The pictures in this post* are of the headstone of Matthew Starbuck, who was born in Stokes County, North Carolina, on 11 Apr 1830.
Matthew was the son of William Starbuck and Mary Hester. He married Jane Fulp (daughter of Franklin Fulp) and the couple moved from North Carolina to Indiana before finally settling in Cumberland County, Illinois in the early 1860's. Matthew joined up in the Civil War and served in Company A of the 5th IL Cavalry. He and Jane had nine living children before Jane's death in 1866.

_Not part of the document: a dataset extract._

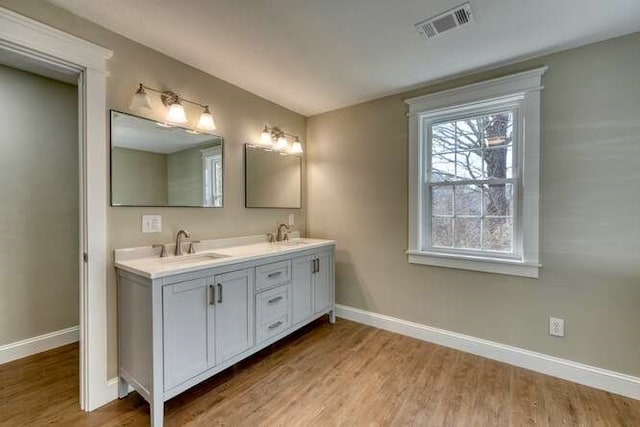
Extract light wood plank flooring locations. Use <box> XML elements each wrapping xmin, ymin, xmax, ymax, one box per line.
<box><xmin>1</xmin><ymin>318</ymin><xmax>639</xmax><ymax>426</ymax></box>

Meanwhile, by 1859 Asbury Taylor Browning and his wife Minerva Corderman (the daughter of David Corderman and Sarah Viola Barron) had also moved to Cumberland County with their three living children -- Charles, Sarah and Emma. Asbury also joined up for service in the Civil War and served in the same company that Matthew Starbuck did. Alas, Asbury died in Arkansas of smallpox in 1862, leaving Minerva a widow.
I can't say for certain but it might be safe to assume that Matthew got to know Minerva and her children because of his acquaintanceship with Asbury before the latter's death. Perhaps the two men were even friends. In late December of 1867 (a little over a year after the death of his first wife) Matthew and Minerva married.

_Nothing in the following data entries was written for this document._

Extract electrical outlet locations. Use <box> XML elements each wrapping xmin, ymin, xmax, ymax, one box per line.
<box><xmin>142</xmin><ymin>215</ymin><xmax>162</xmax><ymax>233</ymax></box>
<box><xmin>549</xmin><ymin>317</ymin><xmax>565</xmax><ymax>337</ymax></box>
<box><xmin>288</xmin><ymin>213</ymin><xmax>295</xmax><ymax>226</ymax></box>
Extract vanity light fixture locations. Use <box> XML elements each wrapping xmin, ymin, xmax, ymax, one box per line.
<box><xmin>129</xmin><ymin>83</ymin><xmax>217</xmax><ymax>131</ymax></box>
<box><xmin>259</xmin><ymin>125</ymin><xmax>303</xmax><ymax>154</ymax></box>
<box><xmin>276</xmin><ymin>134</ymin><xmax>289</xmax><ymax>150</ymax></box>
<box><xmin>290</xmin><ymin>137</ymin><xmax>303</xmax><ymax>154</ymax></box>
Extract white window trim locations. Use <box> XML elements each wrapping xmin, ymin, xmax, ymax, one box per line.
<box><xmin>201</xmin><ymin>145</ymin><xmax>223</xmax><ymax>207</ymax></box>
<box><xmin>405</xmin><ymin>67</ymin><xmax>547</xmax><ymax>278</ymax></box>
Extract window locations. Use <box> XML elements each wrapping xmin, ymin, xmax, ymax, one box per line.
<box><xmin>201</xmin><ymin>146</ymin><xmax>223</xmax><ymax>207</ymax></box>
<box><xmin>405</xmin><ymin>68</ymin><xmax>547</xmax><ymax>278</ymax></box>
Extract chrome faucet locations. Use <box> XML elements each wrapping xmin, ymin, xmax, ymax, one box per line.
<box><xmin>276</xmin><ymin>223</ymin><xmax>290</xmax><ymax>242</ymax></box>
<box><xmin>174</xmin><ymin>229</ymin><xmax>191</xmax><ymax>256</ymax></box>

In the early spring of 1867 Minerva had applied for a widow's pension for herself and a minor's pension for her children. By 1868, however, she and Matthew Starbuck had been married so she applied for and received guardianship papers as well.
(It seems strange that Minerva -- their mother! -- would need to obtain guardianship papers. I'm curious why this is so. Since she was married again, did she think she needed a paper saying SHE was guardian of their persons and properties and not her new husband? Comments or thoughts would be welcome.)
Matthew and Minerva had one child of their own -- David Clinton Starbuck, born 1871 -- before Minerva died in 1873. Matthew married one more time, to Ellen Cook around the year 1875 or so. (I don't know the dates for sure since Cumberland County records from 1843-1885 were lost in a fire.) Matthew then moved to Benton County, Arkansas and lived out the rest of his days there. He died in 1902 and is buried in the Gamble Cemetery in Centerton in Benton County.